De repente estás ahí, sentado tomando una copa de vino mirando a la nada pensando, ¿y ahora qué hago?
Estás viviendo como puedes, sin ahorros, sobreviviendo al día a día y contando cada euro sin una meta clara en la vida y pensando qué hacer.
Tu faceta autodestructiva se apodera de todos tus buenos hábitos, dejas de cuidarte, dejas de comer bien, dejas de salir, porque no puedes, porque no tienes dinero y porque no le ves el sentido a nada.
Has luchado mucho, has sido optimista todo el tiempo que has podido, pero ahora ya no puedes más, ahora todo es de color negro, ahora no hay matices, días malos o buenos, ahora ya te levantas y piensas ¿Qué sentido tiene?
En los momentos en los que deberías descansar no descansas porque tu cabeza no para y aunque te propones empezar de cero al día siguiente, te despiertas y vuelve a ser la misma mierda de ayer.
Yo me tatué un planeta y un sol, símbolo de perspectiva y fortaleza, símbolo de que las cosas se tienen que mirar desde lejos, desde fuera y brillar hasta que llega el momento en el que la vida te dice que no puedes más.
«Siempre habrá alguien peor que yo» eso pensamos estúpidamente para alegrarnos.
Todo lo bueno que tienes pasa a un segundo plano porque ahora mismo eres incapaz de verlo.
¿Qué sentido tiene? y ¿Por qué escribo esto?
No lo escribo para desmotivar a nadie ni mucho menos, lo escribo porque creo que alguien se puede identificar y sentir lo mismo que yo en un momento dado porque somos humanos.

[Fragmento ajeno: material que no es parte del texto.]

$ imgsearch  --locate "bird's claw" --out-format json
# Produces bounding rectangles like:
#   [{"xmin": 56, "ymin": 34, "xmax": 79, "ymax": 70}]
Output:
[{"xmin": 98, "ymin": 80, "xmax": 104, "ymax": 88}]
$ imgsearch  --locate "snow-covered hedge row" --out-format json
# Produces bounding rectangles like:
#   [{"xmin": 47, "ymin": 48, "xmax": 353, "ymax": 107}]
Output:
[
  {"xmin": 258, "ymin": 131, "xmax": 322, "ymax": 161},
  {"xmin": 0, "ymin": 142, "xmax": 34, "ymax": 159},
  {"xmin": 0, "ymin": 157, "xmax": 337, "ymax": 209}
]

Qué pesadez se siente a veces, sobre todo cuando sientes que no has logrado eso que imaginabas hace años, cuando acababas de cumplir dieciocho y sentías que eras ya todo un adulto y te querías comer el mundo.

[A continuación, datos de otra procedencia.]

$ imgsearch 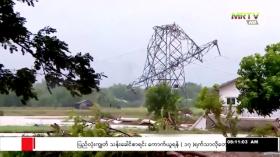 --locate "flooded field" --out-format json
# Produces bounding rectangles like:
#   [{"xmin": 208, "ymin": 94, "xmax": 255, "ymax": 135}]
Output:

Nadie te habla de la vida, nadie te dice que hay momentos así, de penurias, de gastos, de altos y bajos y que la vida da más vueltas que La Tierra.
Pero nos tenemos y seguimos aquí, creo que al final podremos encontrar nuestra razón y nuestro fin.
No pasa nada por sentirse así y entre tanto optimismo, a veces, sólo a veces, necesitamos un abrazo y un poco de empatía en ese pesar que llevamos encima.
En fin, espero no ser la única aquí en esto y si lo soy, pues tendré que aceptarlo, seguir adelante y pensar en mi próximo tatuaje.
Está bien no estar bien, está bien estar perdido y no saber qué hacer.
Es parte de la vida adulta y tarde o temprano se tiene que aprender, porque de todo se aprende y al final valoras lo que te quitó la vida y lo que tienes ahora.
De momento hemos sobrevivido un día más y eso, ahora mismo, ya es progresar.